Vadhan, 34, was previously Thomas D. Cabot Associate Professor of Computer Science at Harvard, where he has been on the faculty since 2001.
"It is safe to say that Professor Vadhan is among the next generation of premier computational theorists in this country," says Venkatesh Narayanamurti, dean of Harvard's School of Engineering and Applied Sciences and John A. and Elizabeth S. Armstrong Professor of Engineering and Applied Sciences. "His stellar work on complexity, cryptography, and randomness has already garnered him numerous accolades."
"Further, it is particularly fitting that he is at Harvard," Narayanamurti adds. "He not only received his undergraduate degree in mathematics and computer science here, but worked with Leslie Valiant, one of the fathers of theoretical computer science and a leading expert in complexity theory. We are extremely fortunate to have two world-class computer scientists from successive generations teaching and doing research side-by-side."
As a computational theorist, Vadhan seeks to understand the mathematical laws governing efficient computation and the resources required for computation, and to apply this understanding to challenges in computer science. His primary research interests are in computational complexity theory, cryptography, randomness in computation, and the interplay among these areas.
Vadhan's work in computational complexity has helped scientists formulate the resource cost -- in time, space, and information -- of various computing tasks. He has also made important contributions such as the "zig zag" product construction of expanders, wherein a small subset of nodes can serve to represent a substantially larger set of nodes. In cryptography, Vadhan has elucidated key properties of zero-knowledge proofs, which allow information to be conveyed without sharing other closely related information.
Vadhan is a member of SEAS' recently created Center for Research on Computation and Society, created to bring together computer scientists with a broad range of researchers in economics, psychology, the law, ethics, neuroscience, and other fields.
Vadhan holds an A.B. from Harvard College, awarded summa cum laude in 1995, and a Ph.D. in applied mathematics from the Massachusetts Institute of Technology, awarded in 1999. Following postdoctoral positions at MIT and the Institute for Advanced Study in Princeton, N.J., he joined Harvard as an assistant professor in 2001, rising to associate professor in 2004. He has served as an editor of the journals SIAM Journal on Computing and Computational Complexity.

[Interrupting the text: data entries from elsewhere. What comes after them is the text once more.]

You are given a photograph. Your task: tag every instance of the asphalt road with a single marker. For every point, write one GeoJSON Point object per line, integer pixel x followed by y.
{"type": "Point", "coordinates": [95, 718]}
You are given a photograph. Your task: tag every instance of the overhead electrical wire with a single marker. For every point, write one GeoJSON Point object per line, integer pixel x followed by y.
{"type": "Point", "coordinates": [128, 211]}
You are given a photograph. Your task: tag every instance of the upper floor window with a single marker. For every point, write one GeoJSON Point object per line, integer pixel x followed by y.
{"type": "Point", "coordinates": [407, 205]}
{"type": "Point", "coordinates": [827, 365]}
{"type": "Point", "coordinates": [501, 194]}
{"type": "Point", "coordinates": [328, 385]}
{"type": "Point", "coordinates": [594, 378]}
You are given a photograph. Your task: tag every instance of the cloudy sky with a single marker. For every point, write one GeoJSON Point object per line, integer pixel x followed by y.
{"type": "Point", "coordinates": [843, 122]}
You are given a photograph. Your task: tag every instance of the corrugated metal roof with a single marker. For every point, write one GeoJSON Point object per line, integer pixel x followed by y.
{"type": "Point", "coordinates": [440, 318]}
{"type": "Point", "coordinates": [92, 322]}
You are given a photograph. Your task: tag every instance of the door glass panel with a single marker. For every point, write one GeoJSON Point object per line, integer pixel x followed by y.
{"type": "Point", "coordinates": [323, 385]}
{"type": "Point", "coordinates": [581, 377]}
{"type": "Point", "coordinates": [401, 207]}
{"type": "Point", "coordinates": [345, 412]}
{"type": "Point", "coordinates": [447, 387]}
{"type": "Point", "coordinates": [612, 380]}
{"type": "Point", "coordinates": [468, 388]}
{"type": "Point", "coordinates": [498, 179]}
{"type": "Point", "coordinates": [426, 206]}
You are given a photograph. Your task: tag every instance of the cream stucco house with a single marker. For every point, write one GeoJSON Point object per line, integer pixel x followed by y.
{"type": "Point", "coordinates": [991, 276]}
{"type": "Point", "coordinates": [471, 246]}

Among other honors, Vadhan has earned the Young Investigator Award from the Office for Naval Research in 2004 and an Alfred P. Sloan Research Fellowship and the National Science Foundation's Early Career Development Award, both in 2002. At Harvard, he received the Phi Beta Kappa Award for Excellence in Teaching in 2004. He received a 2007 Guggenheim Fellowship and will be a visiting Miller Professor at the University of California, Berkeley, in spring 2008.